What's missing so far in the proposed formats is descriptions, comments. These are the first that get out of sync between versions and the biggest reason for a uint32_t m_ID; <build 12340, 20505>. It contrasts with reorders, and the late-time bitpacking shit changing integer width. I do not have a solution for this. Maybe a hybrid approach where possible columns are defined on top and then referenced? It follows some examples for a possible implementation:

CinematicSequences.dbd


COLUMNS
uint$key                               m_ID
uint$foreign_key$SoundEntries$m_ID     m_soundID
uint$foreign_key$CinematicCamera$m_ID  m_camera   While there is an array, only one is ever used in live data.
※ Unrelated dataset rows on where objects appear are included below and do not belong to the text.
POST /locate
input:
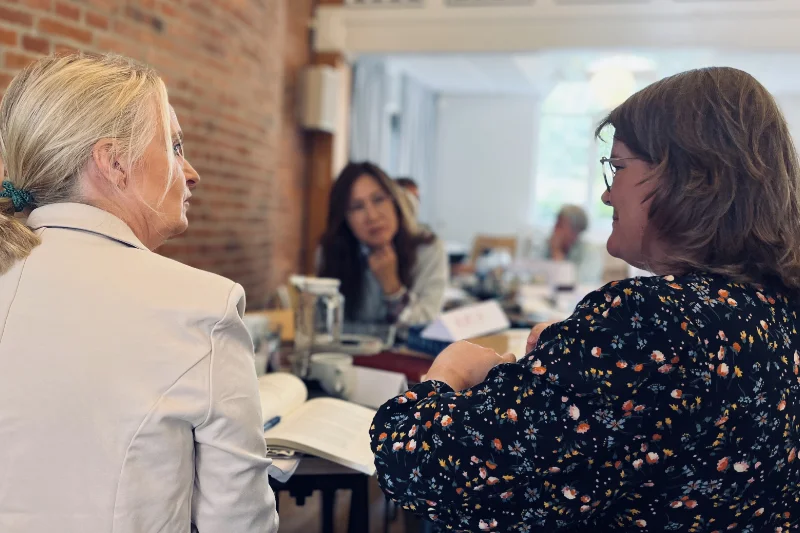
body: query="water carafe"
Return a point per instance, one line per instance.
(319, 315)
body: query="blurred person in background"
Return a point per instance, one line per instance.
(128, 392)
(391, 271)
(666, 403)
(565, 242)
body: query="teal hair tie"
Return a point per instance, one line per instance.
(20, 198)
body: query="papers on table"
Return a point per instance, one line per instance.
(466, 322)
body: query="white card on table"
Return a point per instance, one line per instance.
(373, 387)
(467, 322)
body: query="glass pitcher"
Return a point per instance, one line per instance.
(319, 315)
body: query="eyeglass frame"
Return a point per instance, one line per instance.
(610, 161)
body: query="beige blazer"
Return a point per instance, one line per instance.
(128, 394)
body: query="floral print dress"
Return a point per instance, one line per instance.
(661, 404)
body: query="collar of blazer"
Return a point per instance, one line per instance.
(84, 218)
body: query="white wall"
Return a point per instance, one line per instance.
(790, 105)
(485, 162)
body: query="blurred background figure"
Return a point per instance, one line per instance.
(565, 241)
(390, 270)
(409, 185)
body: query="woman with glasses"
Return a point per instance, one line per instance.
(391, 272)
(667, 403)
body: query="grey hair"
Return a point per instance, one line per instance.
(576, 217)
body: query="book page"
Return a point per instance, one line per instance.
(281, 393)
(329, 428)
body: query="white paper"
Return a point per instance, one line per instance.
(283, 469)
(373, 387)
(281, 393)
(468, 322)
(331, 429)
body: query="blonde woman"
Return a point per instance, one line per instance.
(128, 397)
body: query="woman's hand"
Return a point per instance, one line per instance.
(383, 263)
(463, 365)
(536, 332)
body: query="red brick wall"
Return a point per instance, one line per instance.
(231, 68)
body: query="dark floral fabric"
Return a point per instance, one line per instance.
(661, 404)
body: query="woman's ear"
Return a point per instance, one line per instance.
(105, 156)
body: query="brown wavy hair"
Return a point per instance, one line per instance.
(341, 251)
(726, 170)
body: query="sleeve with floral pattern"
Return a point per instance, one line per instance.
(546, 442)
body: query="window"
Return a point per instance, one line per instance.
(567, 158)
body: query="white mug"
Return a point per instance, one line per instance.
(334, 371)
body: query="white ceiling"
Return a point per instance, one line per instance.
(538, 72)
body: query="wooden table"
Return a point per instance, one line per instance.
(314, 473)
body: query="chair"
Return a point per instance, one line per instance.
(489, 242)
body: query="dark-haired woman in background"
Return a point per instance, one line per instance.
(390, 270)
(667, 403)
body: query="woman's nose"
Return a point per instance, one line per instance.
(192, 177)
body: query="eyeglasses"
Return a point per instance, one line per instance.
(610, 169)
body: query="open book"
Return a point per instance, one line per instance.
(333, 429)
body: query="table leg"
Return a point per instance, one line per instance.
(328, 501)
(359, 506)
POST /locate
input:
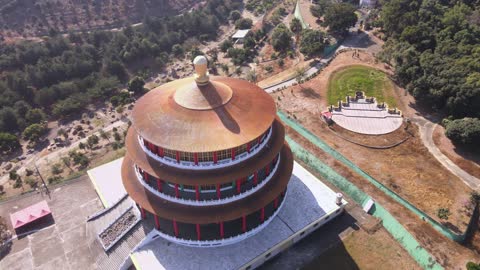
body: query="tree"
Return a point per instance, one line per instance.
(281, 38)
(339, 17)
(116, 68)
(56, 169)
(243, 23)
(79, 158)
(34, 132)
(35, 116)
(296, 26)
(92, 141)
(105, 135)
(318, 9)
(300, 73)
(464, 131)
(8, 120)
(136, 85)
(225, 45)
(312, 42)
(8, 142)
(234, 15)
(238, 55)
(177, 50)
(249, 43)
(473, 266)
(252, 76)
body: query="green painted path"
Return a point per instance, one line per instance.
(332, 152)
(399, 233)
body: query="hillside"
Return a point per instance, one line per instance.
(29, 18)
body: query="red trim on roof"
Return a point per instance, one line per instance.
(29, 214)
(327, 114)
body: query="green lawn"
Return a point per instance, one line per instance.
(360, 78)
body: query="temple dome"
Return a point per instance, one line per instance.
(223, 113)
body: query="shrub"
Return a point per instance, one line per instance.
(31, 182)
(56, 169)
(18, 183)
(54, 179)
(243, 23)
(473, 266)
(443, 213)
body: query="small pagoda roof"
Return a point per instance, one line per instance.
(240, 34)
(29, 214)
If multiple are given, they are played in sequence, one after the other.

BUILD 0.5.3.3368,1.12.1.5875,3.0.2.8905,3.3.5.12340,6.0.1.18179 m_ID<32> m_soundID<32> m_camera<32>[8]

BUILD 7.0.1.probably m_ID<32> m_soundID<16> m_camera<8>[8]


* Cfg_Categories.dbd

COLUMNS uint$key m_ID uint region locstring m_name_lang bitfield$LocaleMask m_localeMask bitfield$CharsetMask m_create_charsetMask bitfield$CharsetMask m_existing_charsetMask bitfield$F m_flags

ENUM 1 needs tournaments enabled on account

ENUM binary 00000 development 00001 eu_or_us 00100 russia 01010 korea 10001 taiwan_or_china note how this is bogus since it overlaps with eu_or_us, these are obviously something else

BUILD 1.12.1.5875 m_ID<32> region<32> m_name_lang

BUILD 6.0.1.18179 m_ID<32> m_localeMask<32> m_create_charsetMask<32> m_existing_charsetMask<32> m_flags<32> m_name_lang


* LocaleMask.enum

ENUM binary 000000000001 enUS also enGB 000000000010 koKR 000000000100 frFR 000000001000 deDE 000000010000 enCN also zhCN 000000100000 enTW also zhTW 000001000000 esES 000010000000 esMX 000100000000 ruRU 010000000000 ptPT also ptBR 100000000000 itIT



**→ I really want a hybrid approach to minimise duplication.**

Also in the suggested code above, more types. I don't think we need `C3Vector` as intrinsic type, but I wouldn't be against `C3Vector.type` describing it to be reused. **→ Bitfields with typed values for example. Also, Foreign keys need to reference what they reference in the other table.**

While I prefer unknown columns to just not be named, I guess we need to give them bogus names to track them over versions. **→ I suggest a marker for verified names, or inverse.**

I have no opinion on how to mark out-of-line columns. Is that maybe just as much of a layout thing as in-row strings?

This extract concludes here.